I feel disappointed in Mandriva 2010. There is not much difference between 2010 and 2009. If you run PCLinuxOS you can tell the difference right away. The same with Fedora Core and Ubuntu 10.04. The Powerpack is like 60 dollars too. Granted you are paying for Proprietary Codecs and DVD playback preinstalled but that is what the GStreamer Codecs are for. The Proprietary Blend is Fluendo.


----------



## Easy Rhino (Apr 19, 2010)

i have never gotten into mandriva. ubuntu and fedora are really my flavors of choice. the rest just seem bleh.


----------



## Killer_Rubber_Ducky (Apr 20, 2010)

Easy Rhino said:


> i have never gotten into mandriva. ubuntu and fedora are really my flavors of choice. the rest just seem bleh.



I actually tend to recommend either Linux Mint 8 or PCLinuxOS to people who want a "get up and go" set up


----------



## Easy Rhino (Apr 20, 2010)

Killer_Rubber_Ducky said:


> I actually tend to recommend either Linux Mint 8 or PCLinuxOS to people who want a "get up and go" set up



i hear a lot of good things about mint. it is essentially a stripped down version of ubuntu, right?


----------



## Killer_Rubber_Ducky (Apr 21, 2010)

Easy Rhino said:


> i hear a lot of good things about mint. it is essentially a stripped down version of ubuntu, right?
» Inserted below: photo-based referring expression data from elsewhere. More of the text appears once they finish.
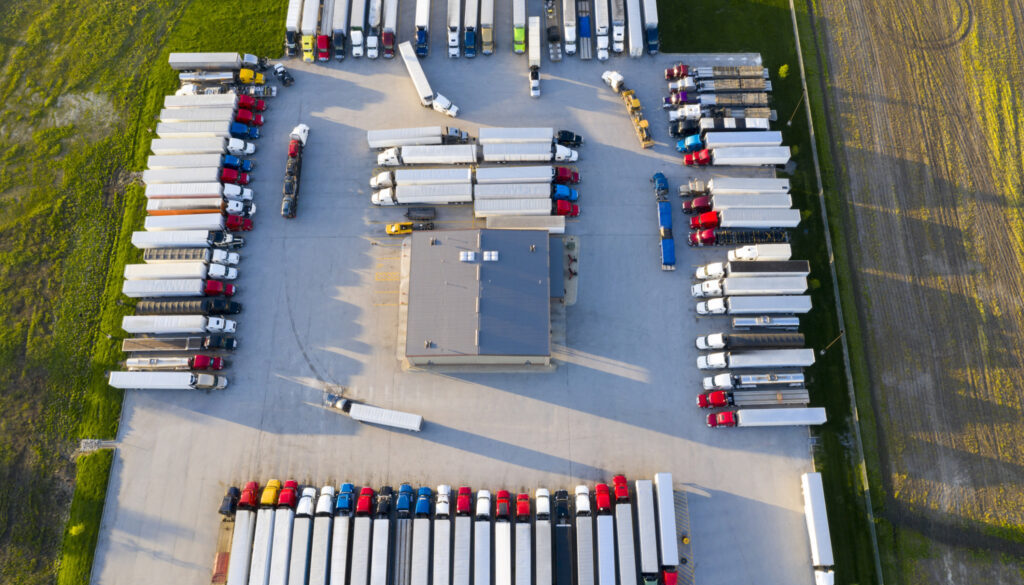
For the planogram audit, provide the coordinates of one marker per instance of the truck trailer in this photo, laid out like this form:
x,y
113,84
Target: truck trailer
x,y
768,417
757,359
166,381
yes and no. It is a version of ubuntu with a different interface and most codecs and proprietary program preinstalled. It also has a very straight forward but user friendly feel.


----------



## monte84 (Apr 24, 2010)

never cared much for RPM package system :x


----------



## Killer_Rubber_Ducky (Apr 25, 2010)

monte84 said:


> never cared much for RPM package system :x



ditto, i found RPM package system to be too slow. It was always waiting for something else to finish, but what, we never knew.


----------



## DRDNA (Apr 25, 2010)

is it core optimized?


----------



## regexorcist (Apr 26, 2010)

Killer_Rubber_Ducky said:


> ditto, i found RPM package system to be too slow. It was always waiting for something else to finish, but what, we never knew.



The irony of calling a binary package system slow. 
Running a source based system will change your mind about rpm.

urpmi seems to be solid http://wiki.mandriva.com/en/Tools/urpmi


----------



## Killer_Rubber_Ducky (Apr 26, 2010)

regexorcist said:


> The irony of calling a binary package system slow.
> Running a source based system will change your mind about rpm.
> 
> urpmi seems to be solid http://wiki.mandriva.com/en/Tools/urpmi



ah but im not referring to terminal clients. besides, the only distro i can think of that is speedy rpm is pclinuxos


----------